Another issue is the technology of oncology care is outpacing the evolution of the distribution channel. We see a significant rise in orphan or rare disease products with very challenging fulfillment requirements. The vertical integration of payer, distributor, and provider organizations seeks to alleviate these challenges, but things such as in-office dispensing, white bagging, specialty distribution, and specialty pharmacy are not always aligned with the needs of the payer or physician group. The business-to-business market leaders must find new and creative ways to help patients receive their treatments.
I see three things to watch, starting with Eli Lilly’s decision to lower the price of older insulin brands, Novo Nordisk following suit, and Sanofi also cutting the U.S. price of its most prescribed insulin brand. Truth is, many patients already pay less than the newly announced costs, whether they are covered by traditional health insurance, Medicare, or Medicaid.
The 340B battle will rage on.
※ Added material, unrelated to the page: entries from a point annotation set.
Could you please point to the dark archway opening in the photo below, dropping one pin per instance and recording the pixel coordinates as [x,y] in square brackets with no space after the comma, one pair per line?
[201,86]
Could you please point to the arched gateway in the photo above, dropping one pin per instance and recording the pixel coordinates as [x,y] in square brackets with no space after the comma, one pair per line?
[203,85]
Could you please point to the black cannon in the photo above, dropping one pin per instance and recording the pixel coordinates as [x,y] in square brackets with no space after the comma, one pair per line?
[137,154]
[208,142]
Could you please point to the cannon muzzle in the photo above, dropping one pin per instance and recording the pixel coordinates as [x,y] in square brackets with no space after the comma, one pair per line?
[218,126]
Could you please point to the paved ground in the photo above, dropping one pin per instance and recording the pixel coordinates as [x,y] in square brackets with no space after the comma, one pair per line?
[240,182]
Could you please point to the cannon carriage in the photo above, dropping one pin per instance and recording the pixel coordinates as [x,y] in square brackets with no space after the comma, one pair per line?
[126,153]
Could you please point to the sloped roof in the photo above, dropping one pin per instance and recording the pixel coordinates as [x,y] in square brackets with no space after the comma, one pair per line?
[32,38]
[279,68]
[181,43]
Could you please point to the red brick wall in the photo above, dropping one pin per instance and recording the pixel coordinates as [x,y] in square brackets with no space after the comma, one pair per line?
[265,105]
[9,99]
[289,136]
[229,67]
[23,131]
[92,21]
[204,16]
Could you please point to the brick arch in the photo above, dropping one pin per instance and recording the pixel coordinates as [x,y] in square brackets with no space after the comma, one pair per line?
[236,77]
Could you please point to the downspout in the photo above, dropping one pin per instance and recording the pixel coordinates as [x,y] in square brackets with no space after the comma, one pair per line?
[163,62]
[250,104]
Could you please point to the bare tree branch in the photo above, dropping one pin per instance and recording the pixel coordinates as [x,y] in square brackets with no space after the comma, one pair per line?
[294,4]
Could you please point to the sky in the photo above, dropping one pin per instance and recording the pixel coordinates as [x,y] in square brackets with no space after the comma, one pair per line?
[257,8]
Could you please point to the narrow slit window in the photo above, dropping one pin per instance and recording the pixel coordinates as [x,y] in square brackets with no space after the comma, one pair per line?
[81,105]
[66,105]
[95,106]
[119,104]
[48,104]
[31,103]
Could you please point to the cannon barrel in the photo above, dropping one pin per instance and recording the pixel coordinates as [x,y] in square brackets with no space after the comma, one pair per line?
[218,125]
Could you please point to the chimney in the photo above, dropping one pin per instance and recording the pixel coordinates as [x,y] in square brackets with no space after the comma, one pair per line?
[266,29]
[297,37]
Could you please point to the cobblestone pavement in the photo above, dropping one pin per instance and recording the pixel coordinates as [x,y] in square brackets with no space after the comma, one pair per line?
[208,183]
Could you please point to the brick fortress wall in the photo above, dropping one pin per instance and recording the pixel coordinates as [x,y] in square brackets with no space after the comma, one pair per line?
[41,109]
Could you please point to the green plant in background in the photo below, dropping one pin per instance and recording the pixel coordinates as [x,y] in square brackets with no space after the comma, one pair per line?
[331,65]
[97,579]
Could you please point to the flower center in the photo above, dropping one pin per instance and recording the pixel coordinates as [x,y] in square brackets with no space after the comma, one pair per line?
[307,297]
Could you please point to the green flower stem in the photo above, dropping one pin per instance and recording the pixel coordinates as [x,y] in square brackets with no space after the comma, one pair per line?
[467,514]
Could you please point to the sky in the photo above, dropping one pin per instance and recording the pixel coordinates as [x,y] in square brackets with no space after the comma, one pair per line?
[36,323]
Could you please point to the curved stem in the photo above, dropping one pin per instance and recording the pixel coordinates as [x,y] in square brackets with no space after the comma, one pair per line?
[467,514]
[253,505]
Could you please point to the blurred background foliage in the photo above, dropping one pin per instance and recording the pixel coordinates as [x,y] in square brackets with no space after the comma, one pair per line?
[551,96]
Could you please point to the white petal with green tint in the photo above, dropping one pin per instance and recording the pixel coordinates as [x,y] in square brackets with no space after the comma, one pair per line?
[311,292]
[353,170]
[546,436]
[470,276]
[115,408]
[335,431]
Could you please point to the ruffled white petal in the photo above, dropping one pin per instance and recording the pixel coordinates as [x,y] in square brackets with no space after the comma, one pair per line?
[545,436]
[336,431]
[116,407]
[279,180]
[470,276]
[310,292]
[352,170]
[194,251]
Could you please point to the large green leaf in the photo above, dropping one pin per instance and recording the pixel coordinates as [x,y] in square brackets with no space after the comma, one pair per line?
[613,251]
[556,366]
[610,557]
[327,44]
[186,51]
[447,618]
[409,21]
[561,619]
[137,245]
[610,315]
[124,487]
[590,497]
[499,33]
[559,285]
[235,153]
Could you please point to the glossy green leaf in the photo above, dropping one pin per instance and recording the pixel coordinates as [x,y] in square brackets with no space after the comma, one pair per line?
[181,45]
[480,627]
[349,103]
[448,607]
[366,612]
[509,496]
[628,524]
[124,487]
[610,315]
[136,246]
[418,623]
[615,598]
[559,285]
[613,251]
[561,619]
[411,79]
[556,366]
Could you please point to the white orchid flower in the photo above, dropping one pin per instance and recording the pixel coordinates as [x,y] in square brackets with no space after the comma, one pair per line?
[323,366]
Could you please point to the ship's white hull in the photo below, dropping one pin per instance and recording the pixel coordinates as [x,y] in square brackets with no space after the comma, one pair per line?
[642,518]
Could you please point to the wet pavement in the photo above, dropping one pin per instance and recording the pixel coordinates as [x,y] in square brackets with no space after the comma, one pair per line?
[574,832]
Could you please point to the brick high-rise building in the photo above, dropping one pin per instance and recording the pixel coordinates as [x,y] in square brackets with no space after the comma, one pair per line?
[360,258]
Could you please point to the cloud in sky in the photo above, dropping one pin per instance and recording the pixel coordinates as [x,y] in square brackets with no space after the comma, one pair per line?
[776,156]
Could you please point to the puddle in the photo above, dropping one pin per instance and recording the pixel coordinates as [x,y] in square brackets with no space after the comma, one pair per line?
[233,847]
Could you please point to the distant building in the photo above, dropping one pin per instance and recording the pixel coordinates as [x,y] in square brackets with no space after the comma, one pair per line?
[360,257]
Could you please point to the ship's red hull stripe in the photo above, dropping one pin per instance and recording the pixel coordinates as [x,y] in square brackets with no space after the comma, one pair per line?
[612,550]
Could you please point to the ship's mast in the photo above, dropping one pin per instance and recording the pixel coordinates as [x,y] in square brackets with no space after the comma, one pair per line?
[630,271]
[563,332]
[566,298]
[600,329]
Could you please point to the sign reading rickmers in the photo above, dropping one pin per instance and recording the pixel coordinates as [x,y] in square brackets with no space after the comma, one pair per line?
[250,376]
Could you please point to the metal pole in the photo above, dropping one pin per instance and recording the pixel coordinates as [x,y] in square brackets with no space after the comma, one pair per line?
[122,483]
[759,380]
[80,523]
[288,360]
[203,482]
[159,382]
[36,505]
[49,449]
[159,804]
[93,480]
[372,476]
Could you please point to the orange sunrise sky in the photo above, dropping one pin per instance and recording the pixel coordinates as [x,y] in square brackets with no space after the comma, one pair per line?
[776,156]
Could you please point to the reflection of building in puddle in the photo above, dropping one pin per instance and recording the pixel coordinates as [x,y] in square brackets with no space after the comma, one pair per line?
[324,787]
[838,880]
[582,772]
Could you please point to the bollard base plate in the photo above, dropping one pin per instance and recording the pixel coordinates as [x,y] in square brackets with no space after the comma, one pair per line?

Given the volume of 340B sales (13% of total U.S. pharma sales in 2020) and the size of 340B discounts (25-50%), companies may see significantly reduced revenues for important products. On the other hand, in late January a federal appeals court ruled in favor of three pharma companies suing to be allowed to limit the number of contract pharmacies they sell products to at 340B discounts. Stay tuned.
Finally, we’ll see a battle royale as nine different biosimilars compete to carve a hunk out of industry behemoth Humira. The first agent out, Amgen’s Amjevita, launched on Jan. 31 with two different pricing approaches, borrowing from a similar strategy adopted earlier by Viatris for Lantus biosimilar Semglee. Expect the nine competitors to explore Kotler’s 4Ps of Marketing to gain share in this lucrative and competitive marketplace.
The growth of orphan, rare disease, and targeted therapies will continue as will the evolution in utilization management strategies by payers (government and commercial) and population health decision-makers (PHDMs). The task of balancing affordability and patient access through traditional means such as prior authorization, step therapy, quantity limits, etc., is daunting given the challenges of small patient populations and the severity of these conditions. Often, limited clinical evidence is available from their smaller, potentially unrandomized clinical studies as opposed to the larger, randomized, controlled clinical trials for larger disease states that usually form the basis for payer coverage criteria.
As a result, use of alternative payment models and benefit designs by payers and PHDMs continues to grow. For example, value-based agreements for targeted gene therapies might include rebates based on outcome-based or evidence-based measures of treatment success within a defined timeframe. This can also allow manufacturers to offer more than one “best price” for payers to choose from, depending on the requirements for success. In general, there will likely be an increasing variety of cost, coverage, risk aversion (e.g., reinsurance, carve out), and payment model implications across government, commercial, and self-insured organizations.